The meter is running.
There are two fundamentally different choices for financing infrastructure projects in California: public money or private investment. Private ownership predominates in the telecoms and energy sectors. Water is a mix of both, although the big ticket projects are primarily publicly owned. Roads are nearly all taxpayer-funded and managed by government agencies.
An accumulating backlog of deferred maintenance on publicly owned infrastructure – one estimate puts it in the $800 billion range – grabbed the attention of participants at the second annual California Economic Summit, held this week in Los Angeles. Part of the solution is to reduce costs. Even so the tab will be steep and current cash flow, from taxes of various sorts and euphemisms, won’t cover it.
Many pushed for the simplest solution: change Californian laws to make it easier to raise taxes. But another possibility is to attract private capital investment by creating a business model that allows a sufficient return on investment. To do that, roads would have to be treated more like a public utility – pay for what you use – than an all-you-can-eat public good.

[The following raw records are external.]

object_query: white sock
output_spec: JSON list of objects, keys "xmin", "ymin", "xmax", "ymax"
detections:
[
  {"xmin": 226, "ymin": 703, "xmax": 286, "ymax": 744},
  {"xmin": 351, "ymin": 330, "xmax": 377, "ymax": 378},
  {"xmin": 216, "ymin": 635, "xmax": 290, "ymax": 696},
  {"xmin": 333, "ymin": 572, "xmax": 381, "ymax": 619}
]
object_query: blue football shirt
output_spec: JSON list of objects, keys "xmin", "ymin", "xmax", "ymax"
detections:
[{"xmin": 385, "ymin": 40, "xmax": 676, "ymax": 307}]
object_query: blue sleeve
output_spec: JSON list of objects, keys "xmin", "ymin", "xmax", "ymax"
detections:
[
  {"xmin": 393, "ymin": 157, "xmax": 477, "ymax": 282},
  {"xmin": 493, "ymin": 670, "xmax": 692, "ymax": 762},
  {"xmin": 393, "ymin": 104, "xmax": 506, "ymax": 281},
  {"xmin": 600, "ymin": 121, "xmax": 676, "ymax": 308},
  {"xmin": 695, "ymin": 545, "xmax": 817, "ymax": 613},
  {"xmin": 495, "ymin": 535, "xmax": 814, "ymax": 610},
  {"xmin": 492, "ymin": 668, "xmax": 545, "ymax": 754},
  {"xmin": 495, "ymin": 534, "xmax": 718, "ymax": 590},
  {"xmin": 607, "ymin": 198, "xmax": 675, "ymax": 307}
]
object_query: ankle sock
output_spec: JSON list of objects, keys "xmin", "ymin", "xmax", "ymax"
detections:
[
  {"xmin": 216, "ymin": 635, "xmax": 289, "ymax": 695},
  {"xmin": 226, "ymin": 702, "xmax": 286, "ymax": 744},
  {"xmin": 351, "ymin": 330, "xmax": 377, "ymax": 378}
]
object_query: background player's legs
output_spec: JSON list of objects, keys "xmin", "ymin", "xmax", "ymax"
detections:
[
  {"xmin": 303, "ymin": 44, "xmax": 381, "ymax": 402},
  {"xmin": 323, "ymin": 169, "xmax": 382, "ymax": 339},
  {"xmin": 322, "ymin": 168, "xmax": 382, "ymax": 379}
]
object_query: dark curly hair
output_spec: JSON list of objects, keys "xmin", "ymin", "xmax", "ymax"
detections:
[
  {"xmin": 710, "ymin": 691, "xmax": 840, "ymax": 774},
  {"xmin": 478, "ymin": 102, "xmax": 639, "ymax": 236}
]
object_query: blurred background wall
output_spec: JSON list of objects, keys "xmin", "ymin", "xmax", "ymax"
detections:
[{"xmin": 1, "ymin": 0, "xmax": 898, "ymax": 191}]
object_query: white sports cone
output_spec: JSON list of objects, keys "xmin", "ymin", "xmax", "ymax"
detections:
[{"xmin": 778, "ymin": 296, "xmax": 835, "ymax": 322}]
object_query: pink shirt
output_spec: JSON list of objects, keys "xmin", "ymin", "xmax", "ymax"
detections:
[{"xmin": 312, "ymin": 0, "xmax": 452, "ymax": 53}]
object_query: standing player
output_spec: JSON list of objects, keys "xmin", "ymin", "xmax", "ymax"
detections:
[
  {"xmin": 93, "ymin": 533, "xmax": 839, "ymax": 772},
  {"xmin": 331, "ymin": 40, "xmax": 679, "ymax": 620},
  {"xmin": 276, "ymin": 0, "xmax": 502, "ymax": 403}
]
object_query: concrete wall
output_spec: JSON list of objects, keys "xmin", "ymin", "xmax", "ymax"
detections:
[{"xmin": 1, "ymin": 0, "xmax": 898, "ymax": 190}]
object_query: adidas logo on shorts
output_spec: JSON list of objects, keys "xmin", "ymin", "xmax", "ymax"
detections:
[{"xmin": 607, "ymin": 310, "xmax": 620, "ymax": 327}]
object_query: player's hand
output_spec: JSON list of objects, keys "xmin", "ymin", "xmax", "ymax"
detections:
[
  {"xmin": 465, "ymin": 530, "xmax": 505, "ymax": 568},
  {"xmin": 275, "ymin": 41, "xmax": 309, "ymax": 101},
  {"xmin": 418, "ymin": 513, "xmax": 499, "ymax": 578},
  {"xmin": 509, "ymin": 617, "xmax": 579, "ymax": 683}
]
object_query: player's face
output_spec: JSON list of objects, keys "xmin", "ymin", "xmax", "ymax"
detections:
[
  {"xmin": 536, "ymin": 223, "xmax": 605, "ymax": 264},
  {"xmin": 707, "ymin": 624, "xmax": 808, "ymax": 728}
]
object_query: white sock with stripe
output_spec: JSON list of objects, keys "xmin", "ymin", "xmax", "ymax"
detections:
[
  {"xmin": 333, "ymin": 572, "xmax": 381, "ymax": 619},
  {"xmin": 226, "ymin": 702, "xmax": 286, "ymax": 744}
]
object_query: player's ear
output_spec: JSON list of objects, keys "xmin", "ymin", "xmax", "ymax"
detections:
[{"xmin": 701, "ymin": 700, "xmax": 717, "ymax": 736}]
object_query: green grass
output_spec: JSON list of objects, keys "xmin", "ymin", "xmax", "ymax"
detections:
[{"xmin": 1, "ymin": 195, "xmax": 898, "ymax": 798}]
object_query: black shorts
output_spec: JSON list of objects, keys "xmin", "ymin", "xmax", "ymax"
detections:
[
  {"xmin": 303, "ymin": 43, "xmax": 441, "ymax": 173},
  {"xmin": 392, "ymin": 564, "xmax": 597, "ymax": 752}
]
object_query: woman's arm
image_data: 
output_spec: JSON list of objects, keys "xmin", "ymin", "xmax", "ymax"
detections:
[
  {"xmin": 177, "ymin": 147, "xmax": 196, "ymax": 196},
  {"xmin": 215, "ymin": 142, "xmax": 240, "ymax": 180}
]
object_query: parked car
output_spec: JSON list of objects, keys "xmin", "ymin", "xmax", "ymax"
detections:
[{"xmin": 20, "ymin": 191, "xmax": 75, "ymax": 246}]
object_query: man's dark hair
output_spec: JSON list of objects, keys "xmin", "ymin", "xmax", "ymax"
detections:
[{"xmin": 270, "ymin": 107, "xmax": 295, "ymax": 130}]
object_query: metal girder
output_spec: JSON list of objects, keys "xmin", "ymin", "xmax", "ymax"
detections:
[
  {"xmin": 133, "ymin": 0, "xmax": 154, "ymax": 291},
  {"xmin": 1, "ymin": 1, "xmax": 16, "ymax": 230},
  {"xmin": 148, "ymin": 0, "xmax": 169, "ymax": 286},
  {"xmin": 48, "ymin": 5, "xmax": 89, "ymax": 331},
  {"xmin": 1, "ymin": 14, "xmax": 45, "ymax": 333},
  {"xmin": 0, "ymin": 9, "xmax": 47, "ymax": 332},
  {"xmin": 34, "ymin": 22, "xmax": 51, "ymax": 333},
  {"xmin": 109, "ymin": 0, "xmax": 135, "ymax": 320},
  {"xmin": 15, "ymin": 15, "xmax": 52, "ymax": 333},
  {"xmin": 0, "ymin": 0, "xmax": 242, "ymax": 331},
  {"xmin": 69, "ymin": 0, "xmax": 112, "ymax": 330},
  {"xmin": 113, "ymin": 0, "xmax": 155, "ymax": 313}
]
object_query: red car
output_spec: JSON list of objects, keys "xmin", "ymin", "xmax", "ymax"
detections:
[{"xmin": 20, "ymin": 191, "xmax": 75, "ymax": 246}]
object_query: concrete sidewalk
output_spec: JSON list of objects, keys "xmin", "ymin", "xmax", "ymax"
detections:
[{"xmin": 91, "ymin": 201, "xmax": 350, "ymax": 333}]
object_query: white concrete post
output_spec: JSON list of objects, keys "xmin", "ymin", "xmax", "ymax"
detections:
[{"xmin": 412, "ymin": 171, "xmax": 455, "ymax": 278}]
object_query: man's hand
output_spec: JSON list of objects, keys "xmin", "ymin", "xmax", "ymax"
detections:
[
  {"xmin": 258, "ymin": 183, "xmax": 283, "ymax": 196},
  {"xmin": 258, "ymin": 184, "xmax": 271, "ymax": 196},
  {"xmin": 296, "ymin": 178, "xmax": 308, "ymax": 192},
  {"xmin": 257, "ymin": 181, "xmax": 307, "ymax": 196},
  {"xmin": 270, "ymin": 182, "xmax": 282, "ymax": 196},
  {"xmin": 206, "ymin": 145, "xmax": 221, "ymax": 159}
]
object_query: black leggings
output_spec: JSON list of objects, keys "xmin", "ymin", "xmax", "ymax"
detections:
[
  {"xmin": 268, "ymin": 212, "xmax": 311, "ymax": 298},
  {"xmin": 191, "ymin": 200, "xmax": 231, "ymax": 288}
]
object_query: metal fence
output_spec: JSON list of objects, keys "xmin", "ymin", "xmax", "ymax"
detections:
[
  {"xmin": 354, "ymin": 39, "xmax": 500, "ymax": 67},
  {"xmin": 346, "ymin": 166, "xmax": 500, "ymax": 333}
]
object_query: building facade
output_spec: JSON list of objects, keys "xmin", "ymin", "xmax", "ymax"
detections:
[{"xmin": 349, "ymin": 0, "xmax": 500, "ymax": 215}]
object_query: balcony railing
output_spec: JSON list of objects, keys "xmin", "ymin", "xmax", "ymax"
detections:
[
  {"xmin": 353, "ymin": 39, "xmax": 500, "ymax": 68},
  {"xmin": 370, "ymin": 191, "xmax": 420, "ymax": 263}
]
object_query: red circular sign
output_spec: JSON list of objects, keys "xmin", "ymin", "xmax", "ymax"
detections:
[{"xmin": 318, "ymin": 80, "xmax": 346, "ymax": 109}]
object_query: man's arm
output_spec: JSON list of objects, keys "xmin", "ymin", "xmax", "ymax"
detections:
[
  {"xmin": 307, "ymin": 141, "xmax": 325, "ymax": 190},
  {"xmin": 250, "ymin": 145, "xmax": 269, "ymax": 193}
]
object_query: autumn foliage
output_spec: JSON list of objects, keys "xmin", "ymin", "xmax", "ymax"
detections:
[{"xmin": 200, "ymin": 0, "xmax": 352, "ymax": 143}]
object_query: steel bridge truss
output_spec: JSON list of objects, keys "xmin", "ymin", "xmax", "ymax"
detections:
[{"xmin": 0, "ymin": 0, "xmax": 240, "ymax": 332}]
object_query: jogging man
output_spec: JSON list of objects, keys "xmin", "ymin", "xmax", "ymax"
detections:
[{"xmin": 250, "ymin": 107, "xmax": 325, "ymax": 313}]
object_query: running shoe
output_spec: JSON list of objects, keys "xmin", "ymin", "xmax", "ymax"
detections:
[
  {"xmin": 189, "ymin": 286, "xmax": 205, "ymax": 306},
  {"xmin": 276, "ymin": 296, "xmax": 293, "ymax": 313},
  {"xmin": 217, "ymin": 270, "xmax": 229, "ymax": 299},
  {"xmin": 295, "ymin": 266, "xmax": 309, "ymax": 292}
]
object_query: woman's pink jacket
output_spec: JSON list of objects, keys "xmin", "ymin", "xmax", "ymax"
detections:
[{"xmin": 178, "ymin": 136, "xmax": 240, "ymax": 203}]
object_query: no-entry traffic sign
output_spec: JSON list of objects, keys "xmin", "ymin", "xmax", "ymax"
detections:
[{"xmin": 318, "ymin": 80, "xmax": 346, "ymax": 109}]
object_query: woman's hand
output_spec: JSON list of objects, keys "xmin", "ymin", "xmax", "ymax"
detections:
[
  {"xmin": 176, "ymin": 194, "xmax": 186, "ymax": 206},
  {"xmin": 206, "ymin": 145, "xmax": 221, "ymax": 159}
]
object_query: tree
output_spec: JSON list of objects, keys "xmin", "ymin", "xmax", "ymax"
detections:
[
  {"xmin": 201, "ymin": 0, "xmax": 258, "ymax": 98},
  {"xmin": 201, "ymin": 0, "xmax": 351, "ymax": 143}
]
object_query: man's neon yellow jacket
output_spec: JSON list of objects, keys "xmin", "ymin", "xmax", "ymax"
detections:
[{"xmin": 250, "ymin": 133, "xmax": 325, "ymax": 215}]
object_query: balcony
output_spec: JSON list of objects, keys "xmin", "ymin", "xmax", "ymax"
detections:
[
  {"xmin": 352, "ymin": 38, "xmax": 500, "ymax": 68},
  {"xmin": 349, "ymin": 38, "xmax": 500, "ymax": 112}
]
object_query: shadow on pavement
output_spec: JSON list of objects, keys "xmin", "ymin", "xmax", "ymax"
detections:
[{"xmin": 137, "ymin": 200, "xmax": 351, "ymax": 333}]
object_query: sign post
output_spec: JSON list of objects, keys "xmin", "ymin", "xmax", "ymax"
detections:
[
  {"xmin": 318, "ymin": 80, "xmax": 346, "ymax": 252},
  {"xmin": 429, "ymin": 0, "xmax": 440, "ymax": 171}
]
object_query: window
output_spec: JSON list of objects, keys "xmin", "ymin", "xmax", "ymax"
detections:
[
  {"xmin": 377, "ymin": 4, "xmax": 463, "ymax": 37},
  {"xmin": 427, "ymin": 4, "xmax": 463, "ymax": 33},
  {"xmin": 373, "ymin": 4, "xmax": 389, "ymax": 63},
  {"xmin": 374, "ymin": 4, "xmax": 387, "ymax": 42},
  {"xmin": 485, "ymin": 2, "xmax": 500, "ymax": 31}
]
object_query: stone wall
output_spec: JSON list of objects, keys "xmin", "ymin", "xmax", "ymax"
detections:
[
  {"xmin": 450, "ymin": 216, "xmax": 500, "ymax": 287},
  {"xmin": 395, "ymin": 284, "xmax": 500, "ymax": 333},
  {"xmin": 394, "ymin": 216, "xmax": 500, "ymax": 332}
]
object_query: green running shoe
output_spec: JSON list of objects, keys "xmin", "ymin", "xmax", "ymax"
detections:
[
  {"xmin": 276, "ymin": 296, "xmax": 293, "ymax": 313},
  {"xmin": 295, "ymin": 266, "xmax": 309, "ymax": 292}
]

The gas tax was originally conceived as a user fee for drivers. The heavier your vehicle and the farther you drive, the more gas you buy and the more wear and tear you put on the roads. Over time, though, gas tax money was diverted to other uses and gas mileage started rising. With the advent of electric cars, the disconnect between income and expense continues to grow.
Replacing the gas tax with some kind of pay-as-you-go road use fee would create a clear revenue stream. Giving a share of that to private investors who pay for rebuilding and maintaining particular stretches of road could make a return on investment case. Or not. Either way, it’s the same kind of decision that telecoms or electric utility investors make every day.
Investor-owned service providers are accustomed to asking for – and getting – subsidies from public agencies in exchange for building infrastructure that meets policy goals. Turning that model around – tapping user revenue to meet ROI goals – works just as well.